The age of a book has little to do with its value; in fact, today's collectible market seems to be more interested in modern books than in the classics. So... what makes a book valuable?
Let's say you have a title that is desirable to collectors, and you've heard that someone else sold a copy for $1,000! Here's some basic information on ascertaining if you have a $1,000 treasure or a $20 reading copy.
Note: The following pertains to American publishers and printing.
If a book is a desirable title to collectors, then the issues of edition and condition become important. Most collectors want the first edition (also called first printing) of a title. Significant authors may also be published in limited or special editions, perhaps with a special deluxe binding, signed by the author and limited to a small number printed. These are usually collected also, although marketplace demand governs which can command a premium price.
So, how can you tell if you have a first edition? Although publishers are not standardized in their identification methods, most of the well-known publishers of modern books follow conventions that are found on the copyright page. The copyright page is the back of the title page, and it specifies the copyright owner and date. Other information is provided on the copyright page, but we're interested in finding a number row near the bottom of the page. For most publishers (except Random House) who use a number row, if the single character 1 or A appears in the row, it is a first printing. It may appear at the beginning or the end of the row.
1 3 5 7 9 10 8 6 4 2
10 9 8 7 6 5 4 3 2 1
1 2 3 4 5 6 7 8 9 10
all identify first printings. Many publishers also include the words "First edition" or "First printing" as well.
Be careful -- later printings may still have the words "First Edition" while the number row indicates a later printing. The lowest number in the row shows which printing this copy is. If the lowest number is a 3, then you have a third printing (of no particular value).
The exception to the rule -- there's always one, isn't there? Random House. Random, if they use a number row, indicates a first printing with the number 2 AND a statement of First Edition.
Earlier this century (and sometimes today), publishers did not use the number row. They simply printed a date on the title page and did not specify any later printings on the copyright page. Usually, if the copyright date and the date printed on the title page match, you have a first printing.

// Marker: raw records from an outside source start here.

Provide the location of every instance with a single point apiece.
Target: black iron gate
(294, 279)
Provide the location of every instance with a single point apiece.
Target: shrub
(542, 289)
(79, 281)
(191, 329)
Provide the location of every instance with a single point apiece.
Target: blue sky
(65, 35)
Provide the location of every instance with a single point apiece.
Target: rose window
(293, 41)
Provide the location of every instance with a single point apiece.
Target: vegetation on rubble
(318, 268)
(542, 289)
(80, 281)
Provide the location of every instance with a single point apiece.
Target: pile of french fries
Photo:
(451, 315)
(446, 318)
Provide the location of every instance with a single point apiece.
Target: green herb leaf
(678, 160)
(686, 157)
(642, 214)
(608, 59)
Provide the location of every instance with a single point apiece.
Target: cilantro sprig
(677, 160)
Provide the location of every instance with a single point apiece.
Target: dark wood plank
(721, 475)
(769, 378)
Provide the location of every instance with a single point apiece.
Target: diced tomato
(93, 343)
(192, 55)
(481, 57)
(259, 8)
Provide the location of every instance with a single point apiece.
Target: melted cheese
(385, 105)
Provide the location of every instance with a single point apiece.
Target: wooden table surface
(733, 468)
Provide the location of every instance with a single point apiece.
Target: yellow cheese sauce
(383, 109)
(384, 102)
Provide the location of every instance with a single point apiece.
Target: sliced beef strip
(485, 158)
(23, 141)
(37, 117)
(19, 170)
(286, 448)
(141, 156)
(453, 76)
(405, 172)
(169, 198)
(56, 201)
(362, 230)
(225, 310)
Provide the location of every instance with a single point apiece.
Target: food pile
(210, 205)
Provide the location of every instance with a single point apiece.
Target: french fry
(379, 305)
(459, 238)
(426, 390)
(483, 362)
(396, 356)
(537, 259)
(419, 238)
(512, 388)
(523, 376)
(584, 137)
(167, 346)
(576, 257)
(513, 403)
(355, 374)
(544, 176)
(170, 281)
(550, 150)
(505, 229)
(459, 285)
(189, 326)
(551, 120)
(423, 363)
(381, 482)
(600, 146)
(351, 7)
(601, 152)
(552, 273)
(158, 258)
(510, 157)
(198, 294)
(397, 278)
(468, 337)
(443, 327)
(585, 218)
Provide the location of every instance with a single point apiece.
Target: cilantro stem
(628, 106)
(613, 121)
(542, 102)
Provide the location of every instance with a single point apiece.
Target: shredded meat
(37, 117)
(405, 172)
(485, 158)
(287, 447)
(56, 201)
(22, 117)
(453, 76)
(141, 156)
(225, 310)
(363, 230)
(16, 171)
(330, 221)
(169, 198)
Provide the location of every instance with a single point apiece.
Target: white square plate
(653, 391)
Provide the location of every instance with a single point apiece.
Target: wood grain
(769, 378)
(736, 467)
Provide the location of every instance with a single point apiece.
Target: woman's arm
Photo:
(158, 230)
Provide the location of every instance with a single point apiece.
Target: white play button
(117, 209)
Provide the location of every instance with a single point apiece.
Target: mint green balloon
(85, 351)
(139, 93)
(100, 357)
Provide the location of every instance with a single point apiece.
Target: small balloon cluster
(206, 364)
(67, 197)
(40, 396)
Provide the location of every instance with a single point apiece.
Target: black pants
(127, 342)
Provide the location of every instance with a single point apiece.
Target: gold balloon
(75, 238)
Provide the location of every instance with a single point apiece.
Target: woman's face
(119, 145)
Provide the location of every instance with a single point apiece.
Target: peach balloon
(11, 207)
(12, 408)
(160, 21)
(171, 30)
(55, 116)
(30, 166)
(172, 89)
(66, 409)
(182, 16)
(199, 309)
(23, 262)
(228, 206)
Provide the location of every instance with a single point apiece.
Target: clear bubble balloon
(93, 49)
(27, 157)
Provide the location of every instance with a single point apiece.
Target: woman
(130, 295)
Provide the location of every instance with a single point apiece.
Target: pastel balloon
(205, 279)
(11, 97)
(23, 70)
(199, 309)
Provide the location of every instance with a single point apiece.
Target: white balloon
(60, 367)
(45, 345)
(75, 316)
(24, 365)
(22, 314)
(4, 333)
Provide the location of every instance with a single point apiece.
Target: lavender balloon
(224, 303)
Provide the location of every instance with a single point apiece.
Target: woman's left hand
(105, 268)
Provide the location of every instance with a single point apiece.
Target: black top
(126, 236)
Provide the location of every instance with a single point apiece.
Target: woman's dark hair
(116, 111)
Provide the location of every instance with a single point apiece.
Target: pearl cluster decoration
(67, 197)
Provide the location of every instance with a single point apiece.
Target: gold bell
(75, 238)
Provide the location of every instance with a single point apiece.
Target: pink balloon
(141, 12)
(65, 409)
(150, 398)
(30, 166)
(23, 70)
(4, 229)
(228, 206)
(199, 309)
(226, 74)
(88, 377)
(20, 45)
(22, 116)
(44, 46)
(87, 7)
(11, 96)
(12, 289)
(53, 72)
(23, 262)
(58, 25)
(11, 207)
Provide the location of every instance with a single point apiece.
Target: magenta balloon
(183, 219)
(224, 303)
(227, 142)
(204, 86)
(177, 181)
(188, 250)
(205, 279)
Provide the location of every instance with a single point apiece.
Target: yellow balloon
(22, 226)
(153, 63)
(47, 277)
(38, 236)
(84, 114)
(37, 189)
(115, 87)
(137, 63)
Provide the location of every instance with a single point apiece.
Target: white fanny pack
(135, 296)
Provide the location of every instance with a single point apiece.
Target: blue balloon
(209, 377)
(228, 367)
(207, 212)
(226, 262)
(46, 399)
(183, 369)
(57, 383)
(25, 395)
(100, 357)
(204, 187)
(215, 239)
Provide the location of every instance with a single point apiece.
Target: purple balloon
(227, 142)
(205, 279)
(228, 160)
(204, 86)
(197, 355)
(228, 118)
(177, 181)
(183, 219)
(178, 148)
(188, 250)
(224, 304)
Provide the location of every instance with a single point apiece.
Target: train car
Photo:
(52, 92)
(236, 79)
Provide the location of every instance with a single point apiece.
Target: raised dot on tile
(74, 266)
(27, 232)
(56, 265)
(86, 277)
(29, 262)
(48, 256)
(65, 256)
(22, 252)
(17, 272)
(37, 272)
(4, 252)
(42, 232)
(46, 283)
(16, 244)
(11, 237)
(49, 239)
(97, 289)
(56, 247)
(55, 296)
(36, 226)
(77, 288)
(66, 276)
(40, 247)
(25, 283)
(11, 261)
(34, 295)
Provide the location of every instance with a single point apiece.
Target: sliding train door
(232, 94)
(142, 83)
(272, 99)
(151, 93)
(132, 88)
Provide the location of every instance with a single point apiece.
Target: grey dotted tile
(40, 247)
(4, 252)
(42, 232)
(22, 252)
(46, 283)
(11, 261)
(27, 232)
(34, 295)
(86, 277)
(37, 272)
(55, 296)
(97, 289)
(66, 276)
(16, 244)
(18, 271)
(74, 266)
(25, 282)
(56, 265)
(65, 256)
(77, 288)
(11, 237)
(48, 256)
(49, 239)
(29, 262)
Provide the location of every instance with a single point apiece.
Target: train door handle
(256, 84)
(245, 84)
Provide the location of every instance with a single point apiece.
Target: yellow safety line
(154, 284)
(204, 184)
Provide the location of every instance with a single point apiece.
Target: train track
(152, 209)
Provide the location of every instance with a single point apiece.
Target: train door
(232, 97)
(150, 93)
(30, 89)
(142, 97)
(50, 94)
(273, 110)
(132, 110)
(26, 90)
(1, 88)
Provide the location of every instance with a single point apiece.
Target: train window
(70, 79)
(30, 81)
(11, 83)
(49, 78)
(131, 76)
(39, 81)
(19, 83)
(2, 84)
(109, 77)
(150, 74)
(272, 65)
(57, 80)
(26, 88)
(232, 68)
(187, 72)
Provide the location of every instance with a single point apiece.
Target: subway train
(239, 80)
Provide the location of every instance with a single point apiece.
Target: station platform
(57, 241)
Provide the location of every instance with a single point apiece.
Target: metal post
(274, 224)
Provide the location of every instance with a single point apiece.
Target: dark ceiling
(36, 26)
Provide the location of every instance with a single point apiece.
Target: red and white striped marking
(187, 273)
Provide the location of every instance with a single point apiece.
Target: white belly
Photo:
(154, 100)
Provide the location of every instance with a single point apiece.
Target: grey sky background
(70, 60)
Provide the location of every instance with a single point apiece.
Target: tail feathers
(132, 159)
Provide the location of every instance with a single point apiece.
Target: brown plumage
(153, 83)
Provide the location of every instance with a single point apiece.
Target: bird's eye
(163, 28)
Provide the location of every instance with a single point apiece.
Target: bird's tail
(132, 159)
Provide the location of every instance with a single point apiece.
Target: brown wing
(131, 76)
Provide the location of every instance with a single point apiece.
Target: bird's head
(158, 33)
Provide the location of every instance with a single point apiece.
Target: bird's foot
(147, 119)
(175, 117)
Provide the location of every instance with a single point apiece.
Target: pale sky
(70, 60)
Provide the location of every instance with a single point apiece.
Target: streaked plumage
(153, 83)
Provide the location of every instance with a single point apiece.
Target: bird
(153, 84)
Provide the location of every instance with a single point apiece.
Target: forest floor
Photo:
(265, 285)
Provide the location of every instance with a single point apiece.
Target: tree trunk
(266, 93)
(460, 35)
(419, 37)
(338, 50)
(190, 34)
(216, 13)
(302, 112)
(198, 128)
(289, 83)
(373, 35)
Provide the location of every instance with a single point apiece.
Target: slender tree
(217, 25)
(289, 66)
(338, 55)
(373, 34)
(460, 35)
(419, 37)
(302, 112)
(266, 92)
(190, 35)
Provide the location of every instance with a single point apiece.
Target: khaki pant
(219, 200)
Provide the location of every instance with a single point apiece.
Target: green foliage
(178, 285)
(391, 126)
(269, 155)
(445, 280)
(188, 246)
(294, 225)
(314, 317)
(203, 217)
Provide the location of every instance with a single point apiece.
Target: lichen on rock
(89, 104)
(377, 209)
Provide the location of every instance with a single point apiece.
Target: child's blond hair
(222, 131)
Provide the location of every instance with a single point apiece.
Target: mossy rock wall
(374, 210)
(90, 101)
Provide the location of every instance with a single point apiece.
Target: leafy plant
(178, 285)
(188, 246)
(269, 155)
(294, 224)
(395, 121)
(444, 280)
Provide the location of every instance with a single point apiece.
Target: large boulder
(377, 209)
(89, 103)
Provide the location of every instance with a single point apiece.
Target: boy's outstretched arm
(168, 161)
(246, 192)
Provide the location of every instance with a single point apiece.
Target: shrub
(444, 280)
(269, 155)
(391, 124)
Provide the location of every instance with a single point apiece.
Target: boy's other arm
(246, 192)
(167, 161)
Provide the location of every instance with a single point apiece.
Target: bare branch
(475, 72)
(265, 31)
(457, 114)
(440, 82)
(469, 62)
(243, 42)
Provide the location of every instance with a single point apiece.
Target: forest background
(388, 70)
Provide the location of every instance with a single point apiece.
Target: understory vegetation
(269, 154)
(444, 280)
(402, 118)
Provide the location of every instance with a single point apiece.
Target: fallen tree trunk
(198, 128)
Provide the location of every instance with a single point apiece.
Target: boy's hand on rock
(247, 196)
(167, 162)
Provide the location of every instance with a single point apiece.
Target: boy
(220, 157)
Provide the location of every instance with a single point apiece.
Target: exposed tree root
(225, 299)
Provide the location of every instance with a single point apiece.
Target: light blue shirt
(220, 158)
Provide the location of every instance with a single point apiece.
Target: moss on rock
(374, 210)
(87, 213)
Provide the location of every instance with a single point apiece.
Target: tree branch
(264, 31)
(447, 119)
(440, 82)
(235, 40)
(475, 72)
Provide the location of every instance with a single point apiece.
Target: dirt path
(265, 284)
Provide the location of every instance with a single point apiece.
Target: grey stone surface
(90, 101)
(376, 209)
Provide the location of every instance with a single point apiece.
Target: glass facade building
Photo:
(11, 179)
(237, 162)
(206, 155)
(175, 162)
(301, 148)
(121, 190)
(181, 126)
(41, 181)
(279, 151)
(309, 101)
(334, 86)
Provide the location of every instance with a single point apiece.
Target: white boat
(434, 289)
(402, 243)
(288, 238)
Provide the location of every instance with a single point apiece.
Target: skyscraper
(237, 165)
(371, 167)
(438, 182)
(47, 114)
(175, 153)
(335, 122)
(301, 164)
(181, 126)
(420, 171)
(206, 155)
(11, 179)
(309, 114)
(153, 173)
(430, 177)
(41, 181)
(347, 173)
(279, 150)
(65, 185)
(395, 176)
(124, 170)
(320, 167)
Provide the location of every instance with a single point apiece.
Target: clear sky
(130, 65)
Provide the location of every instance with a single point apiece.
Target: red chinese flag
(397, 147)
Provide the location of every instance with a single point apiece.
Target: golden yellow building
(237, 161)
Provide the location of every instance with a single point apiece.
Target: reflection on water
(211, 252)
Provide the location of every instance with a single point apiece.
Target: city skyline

The next critical issue with regard to value is a book's condition. Collectors want the best condition they can get; if a book has never been opened, so much the better. The best collectible condition is a pristine book, very crisp, with no previous owner's bookplate, name, markings, or dog-eared pages.
If the book was issued with a dust jacket, the jacket must be present and in pristine condition also -- not price-clipped, not taped to the book, not creased, rubbed, wrinkled or torn. No pieces missing or little chips gone ... you get the picture.
Today, most of the large retail publishers print the book's price on the dust jacket flap. If there is no price, the book may be a Book Club edition of no value. However, there are some university presses who do not print the price on the dust jacket.
This may seem odd, but in today's market the dust jacket contributes as much as 75 - 85% of the value of the book.
Never remove or destroy a dust jacket ... even if it's in bad condition. Because of the fragile nature of dust jackets, many of them don't survive. Collectible books from the earlier years with dust jacket (even chipped and torn) are frequently worth 2 to 3 times the same book without a dust jacket.
So, cover your dust jackets with clear mylar covers (made for the purpose) and then keep the jackets on the books. They protect books from dirt and oil and were designed to protect a book's covers.
When you read a book catalog or describe a book that you wish to sell, there are some widely accepted standards for grading the book. These grading standards should be applied separately to book and dust jacket; for example, fine/very good means that the book is fine and its dust jacket is very good. In addition to grading the book and its jacket, you should also detail all flaws.